Both Republican and Democrats agree that the message from voters on Tuesday is that they are frustrated with Washington. Americans, they say, want both parties to find common ground to address persistent unemployment, falling housing prices, and the overall sense that the country is declining. In that environment, politicians will likely steer clear of issues that elicit immense frustration and division such as immigration -- where the common ground has nearly vanished.

Of course, Latinos are not going away and the broken immigration system won’t fix itself.

Indeed, Tuesday’s midterm elections also demonstrated the power of Latino voters in tight races between pro-reform Democrats and anti-reform Republicans. In Nevada, where Senate majority leader Harry Reid was in a fight for his political life against Tea Party candidate Sharron Angle, nine in ten Latinos supported Reid. Before he could deliver his thanks Tuesday night, supporters wildly chanted “si se puede”.

Meanwhile in Colorado, Democrat Michael Bennet retained his Senate seat, narrowly defeating Republican challenger Ken Buck. According to Latino Decisions, 81% of Latinos in that state supported Bennet. In California, Democratic candidates Barbara Boer and Jerry Brown enjoyed 86% support among Hispanics, and won their difficult senate and governor races respectively.


The fastest growing minority is less influential in races that are not tight. In Arizona, in fact, McCain easily retained his Senate seat despite garnering only two in ten Latino votes. In 2004, when he was the other McCain, 70% of Latinos voted for his reelection to the Senate.
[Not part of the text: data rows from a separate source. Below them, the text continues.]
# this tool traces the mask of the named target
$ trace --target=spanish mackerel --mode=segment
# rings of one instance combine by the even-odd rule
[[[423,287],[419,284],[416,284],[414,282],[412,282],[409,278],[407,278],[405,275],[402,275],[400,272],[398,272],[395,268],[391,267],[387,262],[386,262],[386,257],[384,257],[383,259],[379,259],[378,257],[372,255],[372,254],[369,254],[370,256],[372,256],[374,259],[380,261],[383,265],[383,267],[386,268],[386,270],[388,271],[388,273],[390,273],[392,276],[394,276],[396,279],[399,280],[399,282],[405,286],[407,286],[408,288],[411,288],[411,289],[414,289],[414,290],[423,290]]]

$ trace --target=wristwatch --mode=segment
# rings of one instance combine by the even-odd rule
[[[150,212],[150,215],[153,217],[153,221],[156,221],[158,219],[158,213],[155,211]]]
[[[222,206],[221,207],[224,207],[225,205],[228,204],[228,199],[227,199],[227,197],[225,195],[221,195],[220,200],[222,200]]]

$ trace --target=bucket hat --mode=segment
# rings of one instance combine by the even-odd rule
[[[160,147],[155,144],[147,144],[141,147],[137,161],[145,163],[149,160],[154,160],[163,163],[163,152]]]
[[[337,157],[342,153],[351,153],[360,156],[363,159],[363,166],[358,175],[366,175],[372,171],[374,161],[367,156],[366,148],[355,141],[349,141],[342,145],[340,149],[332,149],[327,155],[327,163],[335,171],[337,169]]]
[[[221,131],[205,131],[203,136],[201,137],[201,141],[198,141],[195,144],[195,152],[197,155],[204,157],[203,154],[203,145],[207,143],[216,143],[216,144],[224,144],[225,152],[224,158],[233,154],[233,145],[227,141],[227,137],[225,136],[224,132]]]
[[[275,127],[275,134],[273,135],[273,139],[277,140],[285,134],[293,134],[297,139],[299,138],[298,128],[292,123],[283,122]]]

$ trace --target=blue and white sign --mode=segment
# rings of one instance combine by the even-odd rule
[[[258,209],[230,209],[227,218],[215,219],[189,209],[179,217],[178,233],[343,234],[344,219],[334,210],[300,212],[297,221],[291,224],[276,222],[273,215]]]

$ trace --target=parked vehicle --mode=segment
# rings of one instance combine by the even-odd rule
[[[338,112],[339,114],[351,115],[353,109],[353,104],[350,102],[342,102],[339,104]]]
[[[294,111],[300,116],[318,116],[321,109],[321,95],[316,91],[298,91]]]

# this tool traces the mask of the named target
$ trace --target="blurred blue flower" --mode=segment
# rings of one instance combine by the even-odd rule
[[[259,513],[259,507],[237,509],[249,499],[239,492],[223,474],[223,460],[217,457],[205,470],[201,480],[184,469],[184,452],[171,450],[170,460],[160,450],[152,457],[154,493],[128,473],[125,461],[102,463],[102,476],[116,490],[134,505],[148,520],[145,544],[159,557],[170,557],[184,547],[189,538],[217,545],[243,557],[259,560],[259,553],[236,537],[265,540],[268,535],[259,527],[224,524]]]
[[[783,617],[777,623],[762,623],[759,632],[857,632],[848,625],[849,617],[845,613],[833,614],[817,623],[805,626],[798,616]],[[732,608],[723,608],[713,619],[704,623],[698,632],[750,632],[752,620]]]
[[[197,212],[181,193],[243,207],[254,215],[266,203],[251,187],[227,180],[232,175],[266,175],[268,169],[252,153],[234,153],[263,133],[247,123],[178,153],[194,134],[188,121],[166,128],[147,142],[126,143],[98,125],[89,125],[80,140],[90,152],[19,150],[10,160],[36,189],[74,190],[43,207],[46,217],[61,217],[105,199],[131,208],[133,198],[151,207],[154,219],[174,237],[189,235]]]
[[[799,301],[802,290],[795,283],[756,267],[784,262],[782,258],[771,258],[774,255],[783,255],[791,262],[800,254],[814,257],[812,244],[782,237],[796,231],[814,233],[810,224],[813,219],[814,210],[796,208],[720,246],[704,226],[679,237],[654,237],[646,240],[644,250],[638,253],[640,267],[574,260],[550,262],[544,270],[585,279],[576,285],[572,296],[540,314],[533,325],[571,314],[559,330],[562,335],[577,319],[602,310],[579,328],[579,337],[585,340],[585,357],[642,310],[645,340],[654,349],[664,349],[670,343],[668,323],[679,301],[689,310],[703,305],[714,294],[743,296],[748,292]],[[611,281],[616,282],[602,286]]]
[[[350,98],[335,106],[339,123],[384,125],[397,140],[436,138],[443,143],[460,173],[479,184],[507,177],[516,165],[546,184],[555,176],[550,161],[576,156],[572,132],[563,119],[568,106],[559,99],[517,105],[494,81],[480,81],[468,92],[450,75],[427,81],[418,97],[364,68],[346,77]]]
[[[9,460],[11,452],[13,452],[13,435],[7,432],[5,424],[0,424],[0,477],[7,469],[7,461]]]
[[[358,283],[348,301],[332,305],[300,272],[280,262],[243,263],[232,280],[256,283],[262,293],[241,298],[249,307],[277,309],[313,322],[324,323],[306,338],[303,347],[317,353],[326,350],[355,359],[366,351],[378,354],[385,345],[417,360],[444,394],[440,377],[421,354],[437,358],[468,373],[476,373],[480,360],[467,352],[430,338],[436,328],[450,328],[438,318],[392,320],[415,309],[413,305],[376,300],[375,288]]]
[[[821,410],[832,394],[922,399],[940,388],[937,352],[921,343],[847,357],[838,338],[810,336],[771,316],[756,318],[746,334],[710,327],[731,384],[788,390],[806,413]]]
Perhaps even more painful for pro-immigrant forces was the reelection in Arizona of Governor Jan Brewer who signed SB 1070 into law. Brewer won despite only 14% support among Latinos.

For some advocates the hope now is that Obama will do much more than he has to fulfill his promise of making immigration reform a priority. Frank Sharry, executive director of the pro-immigrant group America's Voice said that Obama’s “re-election may be imperiled if he doesn’t.”

But Tuesday’s election also showed that even without progress on immigration, Latinos come out in force for Democratic candidates who face opponents who vilify immigrants in the main extreme media or in vitriolic political attacks.

To get such support from Latinos outside Florida, Republicans will need to move back from the fringe on immigration and return some civility to their political discourse. And if they do, Latinos could claim that on Tuesday they won far more than anyone may think.